Adrienne Rich, one of America's most honored and influential poets, whose finely tuned verse explored her identity as a feminist, a lesbian and an agent for political change, died March 27 at her home in Santa Cruz, Calif. She was 82. According to her son Pablo Conrad she was suffering from complications of rheumatoid arthitis.


Through her 60 years as a published poet, Ms. Rich examined and explored the evolving lives of women in modern society and embodied many of those changes herself. She was a precocious child of a privileged Baltimore family, then a young wife and mother, and later dedicated herself to the ideals of feminism. In the 1970's she became one of the first mainstream poets to write from an avowedly lesbian point of view. Her subtle poems and uncompromising essays brought Ms. Rich a loyal following that extended far beyond the measured world of poetry.


No other living poet . . . has made such a profound impression on American intellectual life, Dana Gioia, a poet and former director of the National Endowment for the Arts, wrote back in 1999. Once released her first volume of poetry in 1951, Ms. Rich was praised by W.H. Auden. In the 1950s, she was a friend of writer Sylvia Plath, who described her as all vibrant short black hair, great sparking black eyes . . . honest, frank, forthright and . . . opinionated.


But as she began to chafe at the traditional role of mother and housewife, her writing took on a sharper edge. Her 1963 collection, Snapshots of a Daughter-in-Law, represented one of the country's first literary nods to feminism. Married to Alfred Conrad in 1953, a Harvard University economist they had three sons together. She left him in 1970 and and eventually lived with her partner, writer and editor Michelle Cliff.
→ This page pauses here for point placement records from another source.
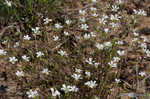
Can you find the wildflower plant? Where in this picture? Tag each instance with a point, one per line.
(89, 52)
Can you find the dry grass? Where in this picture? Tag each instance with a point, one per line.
(79, 49)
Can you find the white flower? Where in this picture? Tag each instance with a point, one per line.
(116, 59)
(144, 38)
(66, 33)
(112, 64)
(5, 42)
(8, 3)
(69, 88)
(74, 89)
(88, 74)
(2, 52)
(68, 22)
(82, 12)
(119, 42)
(62, 53)
(147, 53)
(117, 80)
(13, 60)
(25, 58)
(55, 92)
(135, 33)
(100, 46)
(142, 74)
(87, 36)
(76, 76)
(55, 38)
(66, 88)
(58, 26)
(114, 17)
(36, 30)
(26, 37)
(96, 65)
(78, 70)
(106, 30)
(115, 8)
(121, 53)
(140, 12)
(47, 20)
(32, 94)
(90, 61)
(93, 9)
(82, 19)
(113, 24)
(107, 44)
(135, 39)
(143, 45)
(95, 15)
(45, 71)
(84, 26)
(119, 1)
(102, 21)
(16, 44)
(93, 34)
(39, 54)
(94, 1)
(91, 84)
(20, 73)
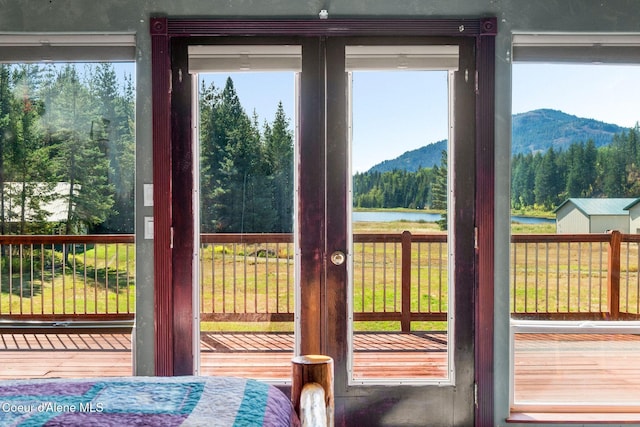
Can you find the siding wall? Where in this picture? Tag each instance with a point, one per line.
(571, 220)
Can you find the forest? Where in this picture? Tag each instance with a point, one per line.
(75, 124)
(72, 124)
(540, 181)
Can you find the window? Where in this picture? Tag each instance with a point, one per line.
(564, 357)
(67, 167)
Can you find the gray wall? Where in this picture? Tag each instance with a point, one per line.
(513, 15)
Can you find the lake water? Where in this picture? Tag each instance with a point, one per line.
(383, 216)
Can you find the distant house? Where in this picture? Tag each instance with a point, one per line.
(575, 216)
(53, 202)
(634, 216)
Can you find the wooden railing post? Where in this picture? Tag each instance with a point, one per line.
(405, 320)
(613, 282)
(310, 375)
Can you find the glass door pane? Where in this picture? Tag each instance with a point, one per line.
(401, 289)
(247, 116)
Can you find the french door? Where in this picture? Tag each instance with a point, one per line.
(326, 67)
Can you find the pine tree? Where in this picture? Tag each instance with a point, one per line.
(77, 159)
(279, 156)
(439, 192)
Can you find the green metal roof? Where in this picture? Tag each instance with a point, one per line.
(592, 207)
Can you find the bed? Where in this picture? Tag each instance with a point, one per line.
(145, 401)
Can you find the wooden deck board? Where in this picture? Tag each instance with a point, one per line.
(584, 369)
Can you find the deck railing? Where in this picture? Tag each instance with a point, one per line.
(67, 278)
(575, 277)
(250, 277)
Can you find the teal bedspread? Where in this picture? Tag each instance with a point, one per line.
(144, 401)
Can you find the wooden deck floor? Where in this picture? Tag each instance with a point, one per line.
(564, 369)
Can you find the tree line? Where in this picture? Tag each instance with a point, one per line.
(246, 169)
(65, 123)
(545, 180)
(71, 124)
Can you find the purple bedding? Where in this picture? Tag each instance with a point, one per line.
(144, 401)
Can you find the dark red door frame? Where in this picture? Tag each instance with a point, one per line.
(172, 253)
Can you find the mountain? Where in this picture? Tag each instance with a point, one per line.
(532, 132)
(423, 157)
(540, 129)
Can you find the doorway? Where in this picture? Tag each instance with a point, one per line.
(322, 231)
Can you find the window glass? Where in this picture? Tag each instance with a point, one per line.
(67, 177)
(574, 251)
(401, 311)
(246, 292)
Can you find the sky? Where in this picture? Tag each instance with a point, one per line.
(609, 93)
(399, 111)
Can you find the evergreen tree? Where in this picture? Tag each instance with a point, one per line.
(439, 190)
(77, 159)
(279, 153)
(548, 184)
(112, 131)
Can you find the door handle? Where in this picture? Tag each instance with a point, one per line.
(338, 258)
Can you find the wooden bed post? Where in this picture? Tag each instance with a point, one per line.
(312, 378)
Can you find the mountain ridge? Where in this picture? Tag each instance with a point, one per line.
(533, 131)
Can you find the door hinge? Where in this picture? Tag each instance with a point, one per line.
(475, 394)
(477, 88)
(475, 237)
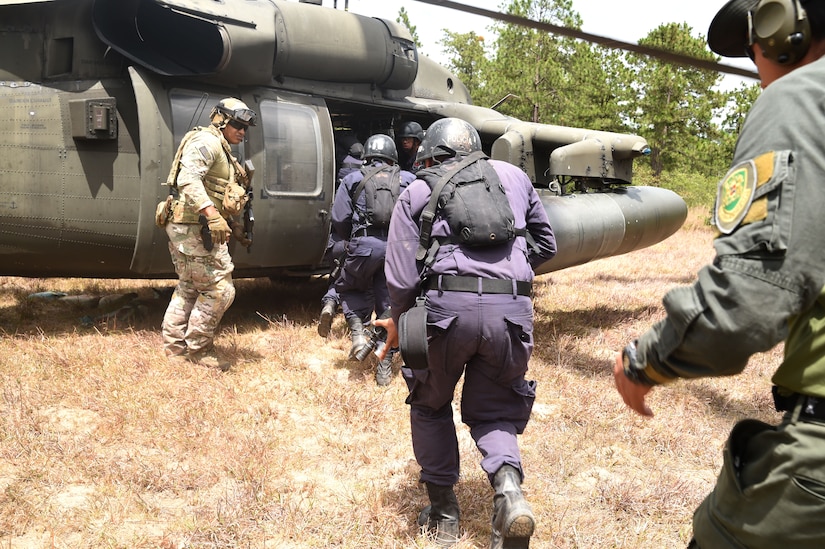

Using her experiences as a mother to write Of Woman Born, her groundbreaking feminist critique of pregnancy, childbirth and motherhood, published in 1976.


Rich has published more than a dozen volumes of poetry and five collections of nonfiction. One of Ms. Rich's most celebrated books of poetry, Diving Into the Wreck (1973), won the National Book Award and put her in the front rank of American poets.


The title poem, with its layers of meaning about treasure hunting, failed relationships and male-female hierarchies, is one of the most beautiful poems to come out of the women's movement, literary scholar Cheryl Walker wrote in the Nation.